New And Improved Functional Currency Proposals - Tax Topics
On November 10, 2008, the Department of Finance released draft
legislation to amend the recently enacted functional currency rules
in section 261 of the Income Tax Act (Canada) (the
''Act''). The proposed amendments follow from the
Finance press release of June 27, 2008, which first announced the
most significant of the intended changes. Among other things, that
press release extended the first deadline for electing into the
functional currency regime to October 31, 2008 for taxation years
of Canadian corporations beginning after December 13, 2007. In an
October 29, 2008 press release, that deadline was further extended
to December 15, 2008. The new draft legislation incorporates this
initial extended election deadline, adopts the changes first
announced on June 27, 2008, and implements numerous other
modifications to the functional currency regime in the course of
completely rewriting section 261.
This article reviews the key changes to the functional currency
regime proposed in the draft legislation, and describes in
high-level terms the operation of the new overhauled rules. The
draft legislation proposes a comprehensive replacement of section
261, and the accompanying Finance explanatory notes (the
''Explanatory Notes'') provide quite a helpful
description of the many changes. This article therefore highlights
only the more significant changes to build on the commentary in the
Explanatory Notes. New aspects of the proposed functional currency
rules that deal with their application to partnerships and to
''reversionary years'' of taxpayers that exit from
the functional currency regime are noted, but not discussed.

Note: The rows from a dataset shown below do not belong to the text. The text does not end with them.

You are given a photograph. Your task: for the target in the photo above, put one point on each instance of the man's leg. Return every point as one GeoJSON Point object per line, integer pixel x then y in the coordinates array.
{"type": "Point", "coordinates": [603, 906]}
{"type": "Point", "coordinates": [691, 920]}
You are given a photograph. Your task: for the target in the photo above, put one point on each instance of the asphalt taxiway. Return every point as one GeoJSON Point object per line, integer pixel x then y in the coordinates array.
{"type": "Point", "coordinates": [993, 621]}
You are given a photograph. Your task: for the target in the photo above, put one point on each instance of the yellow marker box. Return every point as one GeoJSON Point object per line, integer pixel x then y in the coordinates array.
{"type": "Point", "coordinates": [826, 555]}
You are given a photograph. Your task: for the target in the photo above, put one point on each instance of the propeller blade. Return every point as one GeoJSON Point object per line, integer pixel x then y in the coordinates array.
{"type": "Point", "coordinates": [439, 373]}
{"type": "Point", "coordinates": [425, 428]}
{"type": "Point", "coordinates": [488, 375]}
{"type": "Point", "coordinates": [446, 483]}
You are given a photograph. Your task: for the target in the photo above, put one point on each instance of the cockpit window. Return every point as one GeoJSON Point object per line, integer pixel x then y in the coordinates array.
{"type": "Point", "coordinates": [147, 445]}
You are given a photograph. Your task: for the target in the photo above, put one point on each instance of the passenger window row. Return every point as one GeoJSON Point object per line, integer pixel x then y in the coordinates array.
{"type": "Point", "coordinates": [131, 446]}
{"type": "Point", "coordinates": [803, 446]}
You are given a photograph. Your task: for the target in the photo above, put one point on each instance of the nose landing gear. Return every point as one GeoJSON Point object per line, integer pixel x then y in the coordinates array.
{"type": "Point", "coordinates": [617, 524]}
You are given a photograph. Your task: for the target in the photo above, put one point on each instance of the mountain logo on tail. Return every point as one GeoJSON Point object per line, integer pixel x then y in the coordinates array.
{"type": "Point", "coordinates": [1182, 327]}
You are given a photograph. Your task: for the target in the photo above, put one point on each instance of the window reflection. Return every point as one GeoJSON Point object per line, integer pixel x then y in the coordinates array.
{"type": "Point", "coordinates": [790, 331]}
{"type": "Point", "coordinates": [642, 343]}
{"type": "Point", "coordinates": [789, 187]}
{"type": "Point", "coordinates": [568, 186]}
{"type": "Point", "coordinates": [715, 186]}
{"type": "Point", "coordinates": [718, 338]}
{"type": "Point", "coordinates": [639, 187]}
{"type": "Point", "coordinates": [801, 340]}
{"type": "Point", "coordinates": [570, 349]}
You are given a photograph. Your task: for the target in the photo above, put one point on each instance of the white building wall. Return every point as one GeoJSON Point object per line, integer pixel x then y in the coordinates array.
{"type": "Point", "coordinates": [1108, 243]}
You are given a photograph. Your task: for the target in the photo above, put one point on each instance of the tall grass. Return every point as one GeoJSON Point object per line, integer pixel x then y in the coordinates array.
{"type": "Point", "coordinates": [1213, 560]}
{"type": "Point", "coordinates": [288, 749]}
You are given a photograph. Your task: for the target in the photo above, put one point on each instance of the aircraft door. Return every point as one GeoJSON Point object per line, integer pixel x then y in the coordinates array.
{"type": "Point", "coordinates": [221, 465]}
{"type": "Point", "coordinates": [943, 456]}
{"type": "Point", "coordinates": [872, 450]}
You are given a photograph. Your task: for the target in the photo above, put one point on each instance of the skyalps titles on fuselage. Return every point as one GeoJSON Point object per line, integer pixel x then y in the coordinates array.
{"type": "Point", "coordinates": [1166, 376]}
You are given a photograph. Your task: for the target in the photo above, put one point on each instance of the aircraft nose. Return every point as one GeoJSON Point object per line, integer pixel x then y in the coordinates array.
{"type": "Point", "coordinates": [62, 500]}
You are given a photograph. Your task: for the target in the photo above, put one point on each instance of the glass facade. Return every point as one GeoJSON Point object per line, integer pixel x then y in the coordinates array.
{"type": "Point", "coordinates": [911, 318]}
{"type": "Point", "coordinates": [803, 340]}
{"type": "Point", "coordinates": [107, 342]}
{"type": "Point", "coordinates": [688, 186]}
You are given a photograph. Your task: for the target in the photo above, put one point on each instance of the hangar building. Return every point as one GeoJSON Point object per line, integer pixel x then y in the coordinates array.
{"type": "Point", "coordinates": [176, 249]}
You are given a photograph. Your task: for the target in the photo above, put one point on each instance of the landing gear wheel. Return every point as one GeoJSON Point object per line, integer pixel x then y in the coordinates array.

Overview Of The Revised Functional Currency Rules
All taxpayers are subject to subsection 261(2), which requires
that Canadian currency be used to determine the Canadian tax
results of a taxpayer, unless the taxpayer is a Canadian resident
corporation that has elected instead to determine its Canadian tax
results using a qualifying functional currency. The Canadian tax
results that are to be determined in either Canadian currency or a
functional currency are the computations of a taxpayer's
income, taxable income, taxable income earned in Canada, tax or
other amounts payable by or refundable to the taxpayer, and any
amounts relevant in determining such amounts — in other
words, every computation that matters for tax purposes.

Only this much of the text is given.